Welsh literary journalist, editor and poet

William Ronald Rhys Jones (26 December 1915 - 22 May 1987), who used the name Keidrych Rhys, was a Welsh literary journalist and editor, and a poet. He was editor of the periodical, Wales, published from 1937 to 1949 and from 1958 to 1960.

==Biography==
William Ronald Rhys Jones was born in Wales in 1915, at Bethlehem, Carmarthenshire.

In 1937 he began the publication of the literary periodical, Wales. He remained editor of the periodical throughout its life, from 1937 to 1949 and from 1958 to 1960.

in 1939 he married the poet Lynette Roberts. Throughout the 1940s they lived at Llanybri, Carmarthenshire, and had two children: their daughter, Angharad (born 1945) and their son, Pridein (born 1946). During this period Faber published his collection of poems, The Van Pool (1942) and his wife's Poems (1944).

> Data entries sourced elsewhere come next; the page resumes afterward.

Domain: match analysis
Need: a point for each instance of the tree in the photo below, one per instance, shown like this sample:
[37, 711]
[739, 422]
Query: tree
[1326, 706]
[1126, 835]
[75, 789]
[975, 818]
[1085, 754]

In 1949 he and his wife divorced. In that year publication of the periodical, Wales, was discontinued, and did not resume until 1958, by which time Rhys was living in London.

He lived at Penybont farm, Llangadock, Carmarthen.

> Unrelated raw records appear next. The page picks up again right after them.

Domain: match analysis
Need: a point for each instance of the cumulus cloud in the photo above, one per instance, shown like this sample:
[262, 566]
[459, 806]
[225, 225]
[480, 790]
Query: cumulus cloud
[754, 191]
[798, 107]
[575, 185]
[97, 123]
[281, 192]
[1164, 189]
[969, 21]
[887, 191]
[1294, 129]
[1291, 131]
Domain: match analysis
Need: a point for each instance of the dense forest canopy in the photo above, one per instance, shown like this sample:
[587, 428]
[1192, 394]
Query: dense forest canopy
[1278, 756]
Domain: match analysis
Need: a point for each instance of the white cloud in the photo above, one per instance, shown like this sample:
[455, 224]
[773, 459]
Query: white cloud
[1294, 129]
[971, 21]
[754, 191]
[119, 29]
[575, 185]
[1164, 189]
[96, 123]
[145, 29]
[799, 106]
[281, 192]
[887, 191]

He died on 22 May 1987. An archive of his manuscripts is held at the National Library of Wales in Aberystwyth. Photographic portraits of Rhys by Howard Coster and Ida Kar are held by the National Portrait Gallery, London.

==Wales magazine==
See main article Wales (magazine)

From 1937 to 1949 and from 1958 to 1960 his editorship of the magazine, Wales, made it a channel for English-language writing in Wales. In the magazine Rhys published articles, stories and poems by Welsh writers or writers involved with Wales, such as Alun Lewis, Saunders Lewis, Dylan Thomas, Glyn Jones and Lynette Roberts. The magazine was an attempt to provide a platform for "younger progressive Welsh writers" who felt that their contribution to British culture was marginalised, and contributed to the creation of the concept of Anglo-Welsh literature or Welsh writing in English.

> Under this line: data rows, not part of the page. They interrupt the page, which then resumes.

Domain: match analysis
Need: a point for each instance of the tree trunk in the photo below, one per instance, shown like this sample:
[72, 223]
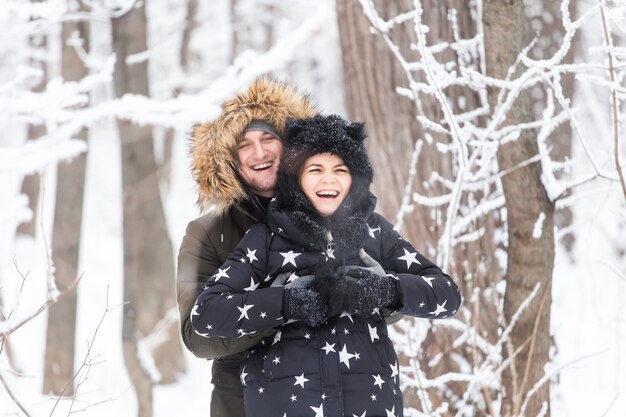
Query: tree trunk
[148, 256]
[371, 76]
[60, 339]
[31, 184]
[530, 258]
[165, 168]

The poet Robert Graves wrote to Rhys and Lynette Roberts that he hoped that the periodical Wales might be a 'record-vehicle' for a new movement of tradition-minded yet modern Celtic poets. Drafts of parts of his book on mythology, The White Goddess, were published there in 1944 and 1945 as three articles, 'Dog', 'Roebuck' and 'Lapwing'.

The magazine is being digitized by the Welsh Journals Online project at the National Library of Wales.